# How do you plant "pearlgrass" Hemianthus micranthemoides?



## carlos05 (Aug 8, 2006)

just plant in the substrate. Even if only 1 or 2 leaves are above the substrate, as long as you have plenty of light, it will grow. You can also plant it horizontally under the substrate.


----------



## Syris (Jul 10, 2008)

So burying some of it under the substrate won't kill it? I was afraid it would so i thought maybe there was some special way to plant it.
Thx


----------



## kotoeloncat (Apr 12, 2006)

to get a good even growth, you would usually take each strand and plant them individualy.

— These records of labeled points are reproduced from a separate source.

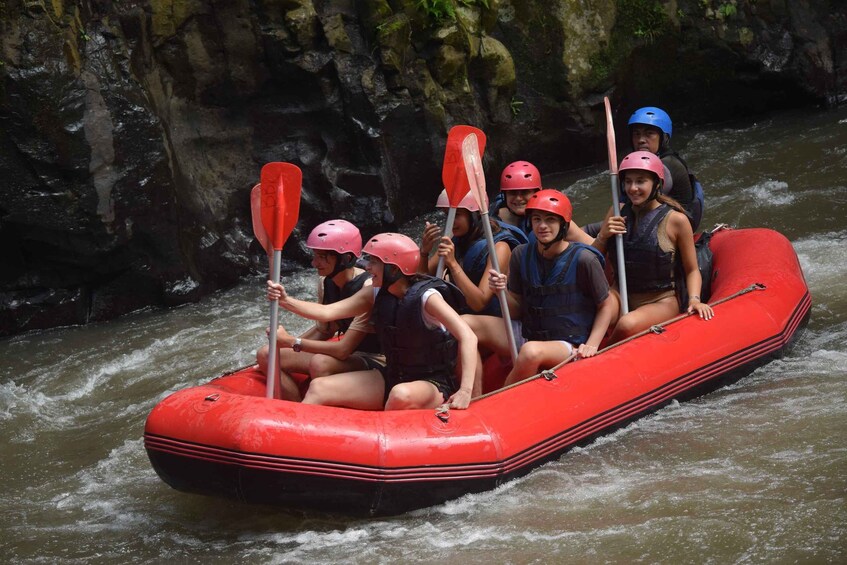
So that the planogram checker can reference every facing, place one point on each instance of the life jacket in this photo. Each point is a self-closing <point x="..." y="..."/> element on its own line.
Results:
<point x="412" y="350"/>
<point x="698" y="202"/>
<point x="705" y="261"/>
<point x="475" y="259"/>
<point x="648" y="268"/>
<point x="520" y="232"/>
<point x="332" y="293"/>
<point x="554" y="307"/>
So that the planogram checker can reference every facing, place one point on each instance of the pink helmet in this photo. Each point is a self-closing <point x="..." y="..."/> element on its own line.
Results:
<point x="395" y="249"/>
<point x="336" y="235"/>
<point x="468" y="202"/>
<point x="643" y="161"/>
<point x="520" y="175"/>
<point x="552" y="201"/>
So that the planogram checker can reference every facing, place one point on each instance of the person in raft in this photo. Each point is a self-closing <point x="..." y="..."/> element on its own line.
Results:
<point x="650" y="129"/>
<point x="656" y="235"/>
<point x="422" y="335"/>
<point x="518" y="182"/>
<point x="466" y="253"/>
<point x="557" y="292"/>
<point x="335" y="245"/>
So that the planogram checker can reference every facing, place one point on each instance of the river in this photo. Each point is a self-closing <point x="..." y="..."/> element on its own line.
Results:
<point x="753" y="473"/>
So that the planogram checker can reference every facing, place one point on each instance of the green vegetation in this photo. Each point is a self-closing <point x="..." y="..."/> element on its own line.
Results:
<point x="439" y="11"/>
<point x="516" y="106"/>
<point x="436" y="11"/>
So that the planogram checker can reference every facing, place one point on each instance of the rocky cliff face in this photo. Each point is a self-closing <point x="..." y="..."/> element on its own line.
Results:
<point x="133" y="131"/>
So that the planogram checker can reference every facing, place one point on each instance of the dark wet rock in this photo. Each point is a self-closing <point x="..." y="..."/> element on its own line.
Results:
<point x="132" y="132"/>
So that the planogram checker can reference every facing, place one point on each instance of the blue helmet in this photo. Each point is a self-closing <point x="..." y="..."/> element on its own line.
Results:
<point x="652" y="116"/>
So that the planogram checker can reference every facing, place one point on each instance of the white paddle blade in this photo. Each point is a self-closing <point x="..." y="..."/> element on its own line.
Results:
<point x="473" y="168"/>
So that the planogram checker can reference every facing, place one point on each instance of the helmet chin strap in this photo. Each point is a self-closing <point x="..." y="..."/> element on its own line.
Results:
<point x="563" y="231"/>
<point x="342" y="261"/>
<point x="390" y="275"/>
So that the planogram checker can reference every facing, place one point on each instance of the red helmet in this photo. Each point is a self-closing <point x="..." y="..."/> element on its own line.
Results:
<point x="643" y="161"/>
<point x="520" y="175"/>
<point x="552" y="201"/>
<point x="395" y="249"/>
<point x="468" y="202"/>
<point x="336" y="235"/>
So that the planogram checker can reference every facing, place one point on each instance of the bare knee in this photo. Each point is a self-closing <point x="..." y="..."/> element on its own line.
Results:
<point x="262" y="359"/>
<point x="531" y="353"/>
<point x="401" y="398"/>
<point x="320" y="366"/>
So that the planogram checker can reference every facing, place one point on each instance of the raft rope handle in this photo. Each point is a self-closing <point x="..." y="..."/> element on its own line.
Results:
<point x="656" y="329"/>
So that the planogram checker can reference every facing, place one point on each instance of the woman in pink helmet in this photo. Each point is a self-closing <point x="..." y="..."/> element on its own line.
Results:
<point x="466" y="253"/>
<point x="657" y="238"/>
<point x="518" y="182"/>
<point x="335" y="245"/>
<point x="556" y="290"/>
<point x="422" y="336"/>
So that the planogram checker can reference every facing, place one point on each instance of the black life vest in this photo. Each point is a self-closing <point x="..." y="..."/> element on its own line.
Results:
<point x="332" y="293"/>
<point x="695" y="209"/>
<point x="648" y="267"/>
<point x="553" y="305"/>
<point x="475" y="259"/>
<point x="412" y="350"/>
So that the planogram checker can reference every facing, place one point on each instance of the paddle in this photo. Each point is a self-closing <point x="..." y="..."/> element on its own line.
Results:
<point x="280" y="200"/>
<point x="454" y="177"/>
<point x="258" y="229"/>
<point x="616" y="205"/>
<point x="476" y="179"/>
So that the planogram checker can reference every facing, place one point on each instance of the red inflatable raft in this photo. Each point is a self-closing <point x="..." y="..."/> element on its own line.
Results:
<point x="225" y="439"/>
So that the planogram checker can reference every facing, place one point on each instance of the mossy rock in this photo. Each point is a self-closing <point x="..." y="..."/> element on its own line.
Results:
<point x="498" y="68"/>
<point x="336" y="34"/>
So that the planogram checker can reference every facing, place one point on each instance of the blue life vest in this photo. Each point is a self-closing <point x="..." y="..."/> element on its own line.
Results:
<point x="520" y="232"/>
<point x="412" y="350"/>
<point x="553" y="305"/>
<point x="648" y="267"/>
<point x="698" y="203"/>
<point x="332" y="294"/>
<point x="475" y="259"/>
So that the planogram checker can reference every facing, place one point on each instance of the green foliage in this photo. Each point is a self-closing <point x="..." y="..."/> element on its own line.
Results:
<point x="643" y="19"/>
<point x="436" y="11"/>
<point x="727" y="10"/>
<point x="515" y="105"/>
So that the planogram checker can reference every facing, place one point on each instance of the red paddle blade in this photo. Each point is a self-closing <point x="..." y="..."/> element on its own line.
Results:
<point x="610" y="138"/>
<point x="474" y="175"/>
<point x="453" y="174"/>
<point x="256" y="215"/>
<point x="281" y="183"/>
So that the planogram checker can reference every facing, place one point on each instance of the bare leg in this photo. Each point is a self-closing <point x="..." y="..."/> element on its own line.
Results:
<point x="360" y="389"/>
<point x="534" y="355"/>
<point x="289" y="362"/>
<point x="323" y="365"/>
<point x="642" y="318"/>
<point x="415" y="394"/>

but if you are impatient like I am, just stuff a few stems at a time into the substrate


----------



## NeonFlux (Apr 10, 2008)

checkerboard pattern will work for each batch


----------



## ccLansman (Jan 30, 2007)

use some long tweezers. I take a clump of the stuff and break it up into little pieces about the size of your pinky and plant them all around. If your realllllllly patient you can plant tiny strands all over the place. Like said above one or two leavs exposed is fine and as it grows it will work its way out of the substrate if your conditions are good. it needs HIGH light and GOOD co2 and GOOD nutrient conditions to grow. Miss one and the stuff will be alge covered or dead in a month.


----------



## Syris (Jul 10, 2008)

kotoeloncat said:


> ....but if you are impatient like I am, just stuff a few stems at a time into the substrate


Thats kinda how I ended up doing it, just shoved several stems into the substrate
Surprisingly ist doing pretty good with some decent growth already. Think I'm gonna trim the top though (getting too tall for a carpet) and replant in some of my bare spots I want covered.


----------



## phatpanduh (Feb 17, 2008)

ccLansman said:


> . it needs HIGH light and GOOD co2 and GOOD nutrient conditions to grow. Miss one and the stuff will be alge covered or dead in a month.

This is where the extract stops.